Justice Kavanaugh also wrote a concurring opinion. He acknowledged that “COVID-19 pandemic remains extraordinarily serious and deadly.” But he cautioned that “judicial deference in an emergency or crisis does not mean wholesale judicial abdication, especially when important questions of religious discrimination, racial discrimination, free speech or the like are raised.”
Four justices dissented — with Chief Justice Roberts, Justice Stephen Breyer, and Justice Sonia Sotomayor writing separately. The Chief Justice admitted that the severe restrictions may indeed violate the Free Exercise Clause but cautioned that “[i]t is not necessary, however, for us to rule on that serious and difficult question at this time.” He also noted that the governor had moved the religious services to a yellow zone, where as many as 50 could attend a gathering.
Justice Breyer emphasized the uncertainty surrounding the epidemic and the spikes in COVID cases necessitating “the need for quick [executive] action.” In other words, Breyer took the view that justices should defer to elected officials on questions of medicine and science.
Justice Sotomayor questioned the Court’s different outcome in these cases with the Court’s earlier decisions in South Bay and Calvary Chapel. She emphasized that the restrictions in New York with respect to religious gatherings were less onerous than restrictions on some secular activities, such as spectator sporting events, concerts, and theatrical performances. She characterized the more lenient treatment of certain secular activities — such as visiting grocery stores, laundromats, or banks — as “dissimilar activities.” She warned that “Justices of this Court play a deadly game in second guessing the expert judgment of health officials about the environments in which a contagious virus, now infecting a million Americans each week, spreads most easily.”

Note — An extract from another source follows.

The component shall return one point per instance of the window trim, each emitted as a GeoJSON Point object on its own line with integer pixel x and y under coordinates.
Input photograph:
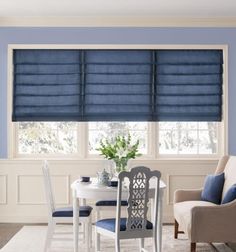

The decisions by Judge Bernal and Judge Walker reflect a fundamentally different approach to interpreting First Amendment freedoms in a time of emergency. These were only a couple of the first decisions related to COVID-19 and the First Amendment. Many other decisions have come down regarding restrictions on First Amendment freedoms during this pandemic. Now, the issue of various COVID-19 restrictions has reached the U.S. Supreme Court on more than one occasion.
The Justices on the Supreme Court seem to reflect a similar divide to Bernal and Walker. Both the South Bay and Roman Diocese cases were decided by a single vote. In the latest decision, Roman Diocese, the five justices in the majority seemed to take strong issue with the fact that limitations on religious gatherings impose a direct burden on the religious liberty of churches and their attendees. These justices seem particularly attuned to the idea that even during a pandemic, government officials cannot treat religious entities worse that similarly-situated secular entities. Such disparate treatment raises the specter of what Justice Gorsuch called “exactly the kind of discrimination the First Amendment forbids.”
But, one thing that should not be lost in this tough time is a commitment to the first 45 words of the Bill of Rights. As First Amendment defender Gene Policinski writes: “The COVID-19 outbreak is a real threat to public health, but it should not be a reason for long-term damage to our core freedoms.”